Researchers at MWR Labs have successfully demonstrated hacks on the Samsung Galaxy S5 and the Amazon Fire Phone, a spokesperson for the company told MyBroadband.
The team who tackled the Galaxy S5 were Rob Miller and John Butler from MWR’s offices in the UK, while a team from South Africa consisting of Bernard Wagner and Kyle Riley attacked the Fire Phone.
Both teams demonstrated their attacks at the third annual Mobile Pwn2Own competition on Wednesday, 12 November 2014, which was held at the the Applied Security Conference (PacSec) in Tokyo, Japan.
MWR Labs said that some of the best researchers in the field of mobile security and exploitation went head-to-head for a total prize pool of $425,000.
“The MWR Labs teams competed in the Mobile Application/OS category,” MWR said. “In order for one of the teams to win they will need to be the first to successfully demonstrate remote code execution on their targeted devices.”
To prove that they are able to execute arbitrary code remotely, MWR said that typical criteria have usually included retrieving files from exploited devices — such as SMS messages and photos — without any user interaction.

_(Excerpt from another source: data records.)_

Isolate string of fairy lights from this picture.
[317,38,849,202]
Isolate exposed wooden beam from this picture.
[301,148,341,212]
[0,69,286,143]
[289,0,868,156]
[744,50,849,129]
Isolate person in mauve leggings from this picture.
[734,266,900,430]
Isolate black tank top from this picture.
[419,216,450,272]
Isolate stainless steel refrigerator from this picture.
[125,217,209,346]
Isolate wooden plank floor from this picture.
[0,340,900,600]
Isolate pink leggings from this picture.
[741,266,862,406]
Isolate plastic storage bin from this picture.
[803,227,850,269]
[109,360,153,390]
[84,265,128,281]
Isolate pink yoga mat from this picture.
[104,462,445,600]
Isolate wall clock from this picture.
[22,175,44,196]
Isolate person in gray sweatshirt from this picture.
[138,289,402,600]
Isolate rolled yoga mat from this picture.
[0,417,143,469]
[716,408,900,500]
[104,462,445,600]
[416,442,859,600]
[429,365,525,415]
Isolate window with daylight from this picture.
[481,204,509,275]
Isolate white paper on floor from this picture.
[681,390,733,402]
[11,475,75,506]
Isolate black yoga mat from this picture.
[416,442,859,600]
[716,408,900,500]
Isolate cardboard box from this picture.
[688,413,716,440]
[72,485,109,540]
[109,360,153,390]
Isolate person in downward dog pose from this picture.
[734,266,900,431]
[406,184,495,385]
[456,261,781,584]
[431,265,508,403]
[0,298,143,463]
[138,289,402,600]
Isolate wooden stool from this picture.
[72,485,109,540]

Asked how the teams managed to get remote code execution privileges on the Galaxy S5 and Fire Phone, MWR said they were not allowed to disclose that information.
Only broad information about the attacks is available, such as that MWR’s Galaxy S5 hack targeted near field communications, while the Fire Phone attack targeted the mobile operating system itself.
According to MWR Labs its South African team was able to install its security audit and attack framework for Android, called “drozer”, with full permissions on the Fire Phone.